Tüm Çayelinin tanıyıp sevdiği “Sabri Dayımız” kapıda durmuş, içeri girenlere numarasız biletler verip; “bulduğunuz boş koltuklarda oturun, yer bulamazsanız ayakta durun, sakın koltukların üzerine çıkıp zarar vermeyin” diye her içeri girene tembih ediyordu.
Merhum Sabri Sarı Dayımız; çoğumuzun ismini bilmezse bile hepimizi yakından tanıyan ve sinema salonunun kapısından başlayarak içeri girdiğimiz ana kadar bize yardımcı olan, yerimizi bulmamızı sağlayan ve kimse rahatsız olmasın diye her filme gittiğimizde bize tatlı sert tembihlerde bulunan “Lale Sinemasıyla özdeşleşen bir kişiydi.”
Merhum Sabrı Dayı ile yaşadığım bir sinema maceramda, koltukların üzerinden atlarken beni yakalamıştı ve kolumdan tutarak sinemanın dışına çıkarmıştı.

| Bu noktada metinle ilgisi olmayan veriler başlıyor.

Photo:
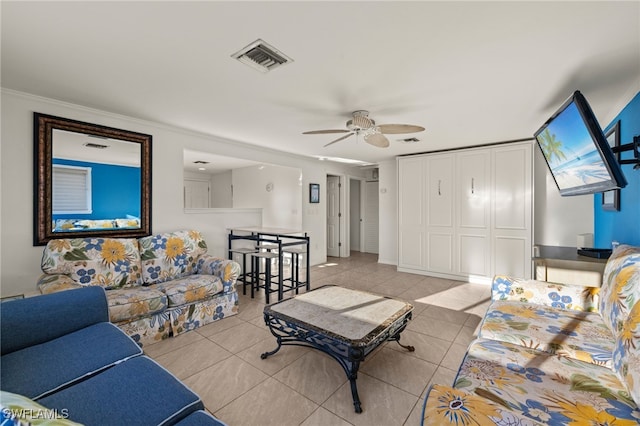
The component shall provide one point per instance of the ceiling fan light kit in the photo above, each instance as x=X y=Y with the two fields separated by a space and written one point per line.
x=361 y=124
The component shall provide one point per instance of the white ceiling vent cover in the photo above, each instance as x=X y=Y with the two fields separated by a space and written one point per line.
x=261 y=56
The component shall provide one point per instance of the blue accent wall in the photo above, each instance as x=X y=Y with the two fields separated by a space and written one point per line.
x=624 y=225
x=115 y=191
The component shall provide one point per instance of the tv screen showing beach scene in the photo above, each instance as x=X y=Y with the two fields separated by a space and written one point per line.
x=573 y=153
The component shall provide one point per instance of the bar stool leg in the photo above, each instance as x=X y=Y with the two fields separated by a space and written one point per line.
x=296 y=270
x=267 y=279
x=244 y=274
x=256 y=275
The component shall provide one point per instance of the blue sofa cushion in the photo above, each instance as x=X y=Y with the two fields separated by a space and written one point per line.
x=39 y=370
x=136 y=392
x=38 y=319
x=200 y=418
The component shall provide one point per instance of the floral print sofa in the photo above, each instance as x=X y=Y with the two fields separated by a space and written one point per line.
x=551 y=354
x=157 y=286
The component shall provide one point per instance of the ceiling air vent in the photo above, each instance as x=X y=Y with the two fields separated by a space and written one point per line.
x=261 y=56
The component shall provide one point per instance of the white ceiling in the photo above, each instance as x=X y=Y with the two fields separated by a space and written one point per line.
x=469 y=72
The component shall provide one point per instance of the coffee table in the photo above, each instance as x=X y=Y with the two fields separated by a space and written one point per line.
x=343 y=323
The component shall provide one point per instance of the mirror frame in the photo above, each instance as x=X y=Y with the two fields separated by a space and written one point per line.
x=43 y=149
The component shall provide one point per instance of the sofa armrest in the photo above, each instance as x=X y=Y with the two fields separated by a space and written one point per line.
x=563 y=296
x=39 y=319
x=227 y=270
x=52 y=283
x=445 y=405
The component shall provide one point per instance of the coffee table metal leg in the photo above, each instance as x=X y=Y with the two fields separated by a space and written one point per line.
x=396 y=338
x=352 y=374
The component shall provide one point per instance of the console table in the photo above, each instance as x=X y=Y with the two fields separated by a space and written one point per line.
x=564 y=265
x=280 y=237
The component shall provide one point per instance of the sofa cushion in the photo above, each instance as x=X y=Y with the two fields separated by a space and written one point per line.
x=620 y=285
x=546 y=388
x=574 y=334
x=190 y=289
x=19 y=410
x=135 y=392
x=129 y=303
x=624 y=272
x=105 y=262
x=39 y=370
x=171 y=255
x=39 y=319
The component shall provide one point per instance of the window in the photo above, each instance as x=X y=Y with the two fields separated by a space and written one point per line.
x=71 y=189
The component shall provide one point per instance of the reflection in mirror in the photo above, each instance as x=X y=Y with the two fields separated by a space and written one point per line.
x=214 y=181
x=91 y=180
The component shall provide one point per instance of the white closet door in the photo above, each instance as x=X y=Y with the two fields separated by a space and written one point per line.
x=473 y=203
x=440 y=245
x=512 y=216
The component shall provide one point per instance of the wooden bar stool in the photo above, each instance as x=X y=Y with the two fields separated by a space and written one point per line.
x=268 y=257
x=295 y=253
x=244 y=251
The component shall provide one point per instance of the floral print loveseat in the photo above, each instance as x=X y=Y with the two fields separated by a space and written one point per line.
x=157 y=286
x=551 y=354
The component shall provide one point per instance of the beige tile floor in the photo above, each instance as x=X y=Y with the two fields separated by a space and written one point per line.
x=302 y=386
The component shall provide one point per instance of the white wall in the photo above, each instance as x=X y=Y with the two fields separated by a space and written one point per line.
x=275 y=189
x=355 y=215
x=388 y=217
x=557 y=220
x=221 y=194
x=20 y=261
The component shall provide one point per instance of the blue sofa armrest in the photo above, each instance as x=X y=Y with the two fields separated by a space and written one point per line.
x=39 y=319
x=227 y=270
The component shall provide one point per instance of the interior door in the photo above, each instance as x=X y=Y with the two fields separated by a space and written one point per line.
x=196 y=194
x=371 y=217
x=333 y=216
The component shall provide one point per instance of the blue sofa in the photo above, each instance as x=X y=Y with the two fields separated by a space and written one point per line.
x=61 y=357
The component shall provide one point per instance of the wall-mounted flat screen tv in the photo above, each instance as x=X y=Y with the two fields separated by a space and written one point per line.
x=577 y=152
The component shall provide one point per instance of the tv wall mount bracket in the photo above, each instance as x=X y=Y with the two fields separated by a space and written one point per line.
x=631 y=146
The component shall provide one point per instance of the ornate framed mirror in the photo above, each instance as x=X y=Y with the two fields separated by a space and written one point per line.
x=90 y=180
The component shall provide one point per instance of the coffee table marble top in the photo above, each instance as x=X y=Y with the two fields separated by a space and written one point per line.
x=355 y=316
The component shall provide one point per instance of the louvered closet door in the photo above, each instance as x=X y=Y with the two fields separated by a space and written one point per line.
x=473 y=209
x=440 y=242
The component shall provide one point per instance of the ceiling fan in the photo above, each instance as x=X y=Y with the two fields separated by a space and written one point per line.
x=374 y=134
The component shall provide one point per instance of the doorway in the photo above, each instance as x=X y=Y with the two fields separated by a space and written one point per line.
x=333 y=216
x=355 y=215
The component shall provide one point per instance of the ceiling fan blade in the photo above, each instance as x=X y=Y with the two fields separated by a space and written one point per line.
x=324 y=132
x=391 y=129
x=377 y=139
x=339 y=139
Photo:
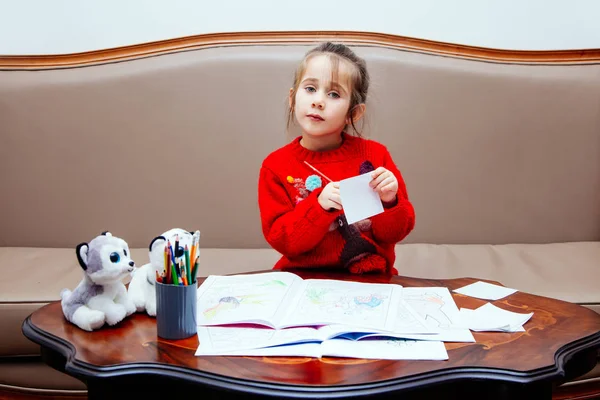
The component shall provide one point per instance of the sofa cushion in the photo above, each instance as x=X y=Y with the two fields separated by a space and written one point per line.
x=565 y=271
x=32 y=373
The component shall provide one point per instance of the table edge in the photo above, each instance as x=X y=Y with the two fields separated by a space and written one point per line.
x=85 y=372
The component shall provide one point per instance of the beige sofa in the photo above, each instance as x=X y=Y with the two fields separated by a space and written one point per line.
x=501 y=161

Aynı gün bir sonraki seansta aynı filme gitmiş ve rahmetli Sabri Dayının gözünün içine baka baka biletimi vermiştim kontrol için, o da “sana ders olsun bugün ki davranışım” diyerek tebessüm etmişti.
Sabrı Dayının yeğenleri Sabri ve Salih bizim okul, hatta sınıf arkadaşımız oldukları için, aramızda bir yakınlık oluşmuştu.
Konser akşamı bizde amcaoğulları Ali, Mustafa, Osman ve Halaoğulları Mehmet ve Ali, dayıoğlu merhum Abdi ile birlikte “Lale Sinemasının yolunu tutmuştuk.”
Sinemanın önüne geldiğimizde daha önce kararlaştırdığımız gibi yakın arkadaşlarımız olan Ömer, Zeki, Nacettin, Mehmet, Hüseyin, Recep, İshak, Lütfi, Salih, Yücel, Zülküf, Ercan, Temel, Yavuz, Yahya Kemal, Sedat gibi yakın arkadaşlarımızın da erkenden geldiğini gördük.
Sinemadan içeri kendini atan hemen hemen herkes önce büfeye gidiyor, gazoz, pafuli, çekirdek alıp doğruca üst yâda alt salona geçiyordu.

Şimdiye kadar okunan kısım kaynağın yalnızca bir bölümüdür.